A Georgia sheriff has ordered an immediate investigation after shocking security video emerged of guards repeatedly punching a black detainee — who was later charged with assaulting them.
The footage shows the Camden County guards swarming in and grabbing Jarrett Hobbs, 41, who was being held on traffic and drug possession charges.
The first guard grabs Hobbs around the face and neck, as at least three others help hold him — with one of the staffers throwing around 20 punches at Hobbs’ head, even as he is clearly pinned down.
At least two others, in sheriff’s uniform, also throw punches during the initial confrontation. The four initial wardens all appear to be white, with a black colleague coming in at the end but not seemingly attacking him.
A second video from a camera outside the cell shows jailers drag Hobbs through the open door and hurl him against a wall — then again pile into him, with one appearing to throw a flurry of knees.
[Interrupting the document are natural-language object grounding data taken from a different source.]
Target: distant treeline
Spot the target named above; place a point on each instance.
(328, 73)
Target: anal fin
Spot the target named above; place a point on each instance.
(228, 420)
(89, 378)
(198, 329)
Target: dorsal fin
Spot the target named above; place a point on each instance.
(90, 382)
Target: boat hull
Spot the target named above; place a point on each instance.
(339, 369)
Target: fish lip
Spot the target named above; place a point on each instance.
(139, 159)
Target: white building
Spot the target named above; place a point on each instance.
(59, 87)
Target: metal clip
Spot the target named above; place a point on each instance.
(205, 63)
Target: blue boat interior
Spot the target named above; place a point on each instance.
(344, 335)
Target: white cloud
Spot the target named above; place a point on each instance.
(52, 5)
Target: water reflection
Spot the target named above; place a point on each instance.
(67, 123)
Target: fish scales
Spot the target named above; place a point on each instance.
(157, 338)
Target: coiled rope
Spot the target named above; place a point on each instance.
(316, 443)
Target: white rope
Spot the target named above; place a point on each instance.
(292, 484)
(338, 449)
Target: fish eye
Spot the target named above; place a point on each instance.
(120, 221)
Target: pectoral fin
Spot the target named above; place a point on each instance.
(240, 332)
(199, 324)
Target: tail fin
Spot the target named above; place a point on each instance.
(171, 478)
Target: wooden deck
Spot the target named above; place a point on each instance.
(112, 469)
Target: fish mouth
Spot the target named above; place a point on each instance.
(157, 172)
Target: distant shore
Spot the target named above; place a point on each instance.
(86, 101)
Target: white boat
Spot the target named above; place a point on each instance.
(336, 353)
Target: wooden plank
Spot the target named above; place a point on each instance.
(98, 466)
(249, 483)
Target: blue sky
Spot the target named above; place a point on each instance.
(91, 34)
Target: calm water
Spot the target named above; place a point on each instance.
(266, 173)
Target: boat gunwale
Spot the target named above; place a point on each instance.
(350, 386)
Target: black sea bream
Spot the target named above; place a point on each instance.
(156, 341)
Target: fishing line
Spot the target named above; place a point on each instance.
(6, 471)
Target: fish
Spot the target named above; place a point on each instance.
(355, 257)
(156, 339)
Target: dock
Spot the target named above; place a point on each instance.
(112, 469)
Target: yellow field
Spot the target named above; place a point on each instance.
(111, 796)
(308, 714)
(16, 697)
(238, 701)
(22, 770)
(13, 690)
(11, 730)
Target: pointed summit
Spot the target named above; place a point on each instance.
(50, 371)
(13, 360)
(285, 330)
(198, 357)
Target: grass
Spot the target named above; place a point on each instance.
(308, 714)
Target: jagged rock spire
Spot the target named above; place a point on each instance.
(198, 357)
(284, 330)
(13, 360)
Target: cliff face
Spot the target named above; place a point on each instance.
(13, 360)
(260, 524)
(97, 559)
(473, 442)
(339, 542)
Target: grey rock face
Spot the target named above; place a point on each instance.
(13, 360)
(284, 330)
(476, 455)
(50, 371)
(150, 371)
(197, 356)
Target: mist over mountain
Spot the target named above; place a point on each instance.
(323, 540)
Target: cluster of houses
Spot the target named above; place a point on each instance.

Once contained in a secure chair, Hobbs is pushed inside his cell — seemingly slammed into the bench.
Hobbs’ attorney Harry Daniels said the deputies involved should face criminal charges for “mercilessly” beating the detainee.
“This is a brutal beating, a brutal attack,” Daniels said, saying his client “was assaulted, punched multiple times in the back of his head, kneed in his head and dragged out of his cell.”
It was not immediately clear what sparked the violence, and Daniels did not release footage he has with audio. Citing court documents, CNN said it started after Hobbs refused to stop kicking his cell door.
Jail records show that Hobbs was charged with aggravated battery, simple assault and obstruction of law enforcement officers over the troubling Sept. 3 incident.
Federal authorities looked into the charges to determine whether he’d violated his probation stemming from his 2014 guilty plea to conspiracy to commit bank and wire fraud — with the surveillance footage only then emerging when it was submitted as evidence.
A judge’s order on Oct. 20 said a probation officer testified that Hobbs had “punched one deputy in the face while punching another deputy in the side of the head. One deputy sustained a bruised eye and a broken hand as a result of the incident.”
Daniels insisted that the guard’s broken hand came as he swung at Hobbs and missed, punching a wall. He also said the video proved that Hobbs would have been justified in fighting back against the unlawful assault.
Camden County Sheriff Jim Proctor insisted that the footage only contained “a portion” of the incident, without elaborating on what led up to it.
Still, he said he has “ordered an internal investigation of the incident to begin immediately.”
“If deemed necessary an additional agency will assist with the investigation,” Proctor said, refusing to identify the officers involved.
A spokesman for the sheriff declined to answer further questions, including whether the guards involved remained on duty.
Hobbs, meanwhile, remains in custody in North Carolina for parole violations.
“The physical wounds have healed the best they can,” his attorney said. “But mentally, no. He thought he was going to die.”